Mit den Wettkampfdaten der Spiele in Tokio und Mexiko wurde dann der Wettkampfbetrieb simuliert. Einge hundert Fehler wurden entdeckt und beseitigt. Im Buch über die bei den Spielen gewonnenen Erfahrungen forderte Wolters analog zur Medizin die Einführung einer "Projekt-Pathologie" in die Datenverarbeitung. "Warum gibt es so wenige große Programme, die von Anfang an fehlerfrei laufen?"

Waren die Arbeite am Wettkampfsystem langwierig, so dauerten die Arbeiten an Golym noch viel länger. In dreijähriger Fleißarbeit wurden alle möglichen Daten gesammelt. Golym war das olympische Informationssystem auf der Basis von GOLEM (ein Akronym für "GroßspeicherOrientierte Listenorganisierte ErmittlungsMethode") und im Kern eine moderne Datenbank.
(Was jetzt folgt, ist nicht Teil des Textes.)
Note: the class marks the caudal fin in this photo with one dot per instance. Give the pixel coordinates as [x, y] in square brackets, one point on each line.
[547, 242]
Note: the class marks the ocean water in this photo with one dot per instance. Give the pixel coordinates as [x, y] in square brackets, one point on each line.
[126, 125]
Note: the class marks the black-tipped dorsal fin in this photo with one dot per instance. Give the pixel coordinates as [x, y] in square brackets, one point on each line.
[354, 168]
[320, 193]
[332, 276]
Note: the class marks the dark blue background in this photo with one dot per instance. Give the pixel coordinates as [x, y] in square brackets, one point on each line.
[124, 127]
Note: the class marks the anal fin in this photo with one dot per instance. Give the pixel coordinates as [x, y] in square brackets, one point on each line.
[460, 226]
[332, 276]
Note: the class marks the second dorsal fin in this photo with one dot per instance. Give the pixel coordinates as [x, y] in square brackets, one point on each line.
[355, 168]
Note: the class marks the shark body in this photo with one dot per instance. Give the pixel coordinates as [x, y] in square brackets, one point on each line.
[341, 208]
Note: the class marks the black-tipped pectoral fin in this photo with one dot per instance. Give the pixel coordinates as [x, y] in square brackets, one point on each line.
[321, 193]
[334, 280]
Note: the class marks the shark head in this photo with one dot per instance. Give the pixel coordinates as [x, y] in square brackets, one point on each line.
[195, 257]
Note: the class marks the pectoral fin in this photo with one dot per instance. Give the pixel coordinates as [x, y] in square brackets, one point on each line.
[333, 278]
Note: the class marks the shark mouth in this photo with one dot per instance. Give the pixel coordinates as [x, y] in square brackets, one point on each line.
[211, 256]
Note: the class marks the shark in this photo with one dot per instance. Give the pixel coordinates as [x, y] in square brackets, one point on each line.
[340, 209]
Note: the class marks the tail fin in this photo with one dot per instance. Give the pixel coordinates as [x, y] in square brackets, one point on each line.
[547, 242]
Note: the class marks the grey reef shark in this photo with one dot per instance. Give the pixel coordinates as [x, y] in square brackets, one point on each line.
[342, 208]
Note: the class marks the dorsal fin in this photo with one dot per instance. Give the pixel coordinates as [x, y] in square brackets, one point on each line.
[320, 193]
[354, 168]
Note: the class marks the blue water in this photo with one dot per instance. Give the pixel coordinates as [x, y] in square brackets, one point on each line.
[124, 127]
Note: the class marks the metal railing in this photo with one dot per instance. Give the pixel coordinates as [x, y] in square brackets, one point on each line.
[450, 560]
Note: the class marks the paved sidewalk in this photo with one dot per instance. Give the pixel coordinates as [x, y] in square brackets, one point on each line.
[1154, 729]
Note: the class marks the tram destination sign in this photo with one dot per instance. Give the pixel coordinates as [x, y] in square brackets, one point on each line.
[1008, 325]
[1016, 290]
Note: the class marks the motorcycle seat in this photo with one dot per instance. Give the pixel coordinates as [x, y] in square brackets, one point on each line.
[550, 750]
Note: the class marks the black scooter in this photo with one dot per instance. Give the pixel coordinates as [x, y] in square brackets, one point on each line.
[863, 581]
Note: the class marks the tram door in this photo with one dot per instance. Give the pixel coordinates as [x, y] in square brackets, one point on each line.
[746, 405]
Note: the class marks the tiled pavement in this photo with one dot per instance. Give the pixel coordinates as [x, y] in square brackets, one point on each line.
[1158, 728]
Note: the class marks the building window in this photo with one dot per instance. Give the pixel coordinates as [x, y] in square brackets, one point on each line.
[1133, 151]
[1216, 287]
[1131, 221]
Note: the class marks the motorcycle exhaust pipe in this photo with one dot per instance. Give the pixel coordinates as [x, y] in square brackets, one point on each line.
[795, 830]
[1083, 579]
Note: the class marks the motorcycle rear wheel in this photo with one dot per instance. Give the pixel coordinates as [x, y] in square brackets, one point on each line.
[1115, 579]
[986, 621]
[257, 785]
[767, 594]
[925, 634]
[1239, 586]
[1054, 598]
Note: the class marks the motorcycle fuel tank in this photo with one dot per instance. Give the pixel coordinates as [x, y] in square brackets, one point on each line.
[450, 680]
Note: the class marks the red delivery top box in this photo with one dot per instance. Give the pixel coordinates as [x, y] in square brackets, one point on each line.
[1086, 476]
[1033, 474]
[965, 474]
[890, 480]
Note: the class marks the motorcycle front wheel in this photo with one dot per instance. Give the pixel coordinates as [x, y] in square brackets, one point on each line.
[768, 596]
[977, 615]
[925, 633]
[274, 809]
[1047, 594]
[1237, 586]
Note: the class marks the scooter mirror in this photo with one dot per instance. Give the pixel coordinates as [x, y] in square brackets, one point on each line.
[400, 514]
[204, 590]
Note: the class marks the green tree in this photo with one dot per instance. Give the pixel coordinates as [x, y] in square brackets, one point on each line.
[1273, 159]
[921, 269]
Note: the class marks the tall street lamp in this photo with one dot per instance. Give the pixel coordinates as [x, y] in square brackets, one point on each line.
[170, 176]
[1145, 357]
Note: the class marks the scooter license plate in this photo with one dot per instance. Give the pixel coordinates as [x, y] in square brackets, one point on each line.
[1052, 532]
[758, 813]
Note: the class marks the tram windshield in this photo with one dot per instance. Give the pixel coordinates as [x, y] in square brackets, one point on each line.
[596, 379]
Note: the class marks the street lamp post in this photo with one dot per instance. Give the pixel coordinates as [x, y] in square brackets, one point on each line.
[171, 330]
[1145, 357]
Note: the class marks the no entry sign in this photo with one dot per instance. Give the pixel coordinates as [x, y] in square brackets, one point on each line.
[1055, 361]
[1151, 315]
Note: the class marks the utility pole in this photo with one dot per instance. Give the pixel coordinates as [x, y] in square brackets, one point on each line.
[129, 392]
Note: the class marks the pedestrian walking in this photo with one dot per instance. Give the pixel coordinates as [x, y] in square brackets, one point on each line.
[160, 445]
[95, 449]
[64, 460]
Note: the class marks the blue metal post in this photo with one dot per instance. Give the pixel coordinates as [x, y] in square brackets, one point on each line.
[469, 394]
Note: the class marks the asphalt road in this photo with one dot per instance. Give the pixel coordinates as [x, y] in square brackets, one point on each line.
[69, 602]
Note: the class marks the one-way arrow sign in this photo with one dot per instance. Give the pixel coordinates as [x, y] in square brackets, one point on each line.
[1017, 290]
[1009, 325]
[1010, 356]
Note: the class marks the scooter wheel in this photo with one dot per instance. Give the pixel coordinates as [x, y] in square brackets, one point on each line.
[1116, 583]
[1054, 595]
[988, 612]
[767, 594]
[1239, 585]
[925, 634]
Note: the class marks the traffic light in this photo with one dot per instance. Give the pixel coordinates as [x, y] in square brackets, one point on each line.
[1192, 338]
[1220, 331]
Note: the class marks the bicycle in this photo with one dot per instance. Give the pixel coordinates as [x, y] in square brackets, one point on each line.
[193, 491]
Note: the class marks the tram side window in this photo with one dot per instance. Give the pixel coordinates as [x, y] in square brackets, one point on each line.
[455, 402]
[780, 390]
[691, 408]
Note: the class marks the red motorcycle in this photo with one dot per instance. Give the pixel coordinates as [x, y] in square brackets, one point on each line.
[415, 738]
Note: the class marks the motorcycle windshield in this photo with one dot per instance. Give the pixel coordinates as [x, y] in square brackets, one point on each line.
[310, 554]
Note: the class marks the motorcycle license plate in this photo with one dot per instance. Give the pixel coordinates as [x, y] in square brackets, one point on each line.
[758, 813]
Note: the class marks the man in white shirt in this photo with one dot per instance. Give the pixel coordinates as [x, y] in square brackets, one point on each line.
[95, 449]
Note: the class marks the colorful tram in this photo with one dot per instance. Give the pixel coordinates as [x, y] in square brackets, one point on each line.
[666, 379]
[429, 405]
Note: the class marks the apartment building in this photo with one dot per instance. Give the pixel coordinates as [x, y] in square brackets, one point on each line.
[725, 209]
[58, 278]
Golym war gewissermaßen das Aushängeschild von Siemens, um Journalisten und das allgemeine Publikum für die EDV zu begeistern – bei Siemens sprach man lieber von "automatischer Informationswiedergewinnung". 72 schicke Golym-Informationsstände mit Lichtgriffel und Vektorgraphik, von 300 (größtenteils weiblichen) Hostessen bedient, standen mit vielfältigen Informationen zur Verfügung.

Olympia-Informationssystem Golym

(Bild: Siemens Historical Institute Berlin mit freundlicher Genehmigung)

Golym wurde laufend mit den Ergebnissen aus dem Wettkampfsystem gefüttert, aber auch mit Informationen, wie viele Eintrittskarten bei einer Disziplin oder Tageszeit noch verfügbar waren. Die Wettkampfergebnisse sämtlicher Olympischen Spiele der Neuzeit waren ebenso gespeichert wie die Leistungs- und Körperdaten, die Clubzugehörigkeit und privaten Hobbys aller Teilnehmer der Spiele.

Auch die Trainer und ihre Trainingsmethoden waren so erfasst und selbst die Daten über die 4000 akkreditierten Journalistinnen und Journalisten waren eingespeichert. Schließlich enthielt Golym die Regeln und Qualifikationsbestimmungen aller Sportarten, die in München ausgetragen wurden, Informationen über die Dopingkontrollen und, ganz wichtig, die Amateurbestimmungen des Internationalen Olympischen Komitees. Die Olympischen Spiele von 1972 waren die letzten, bei denen der Amateurstatus scharf überwacht wurde.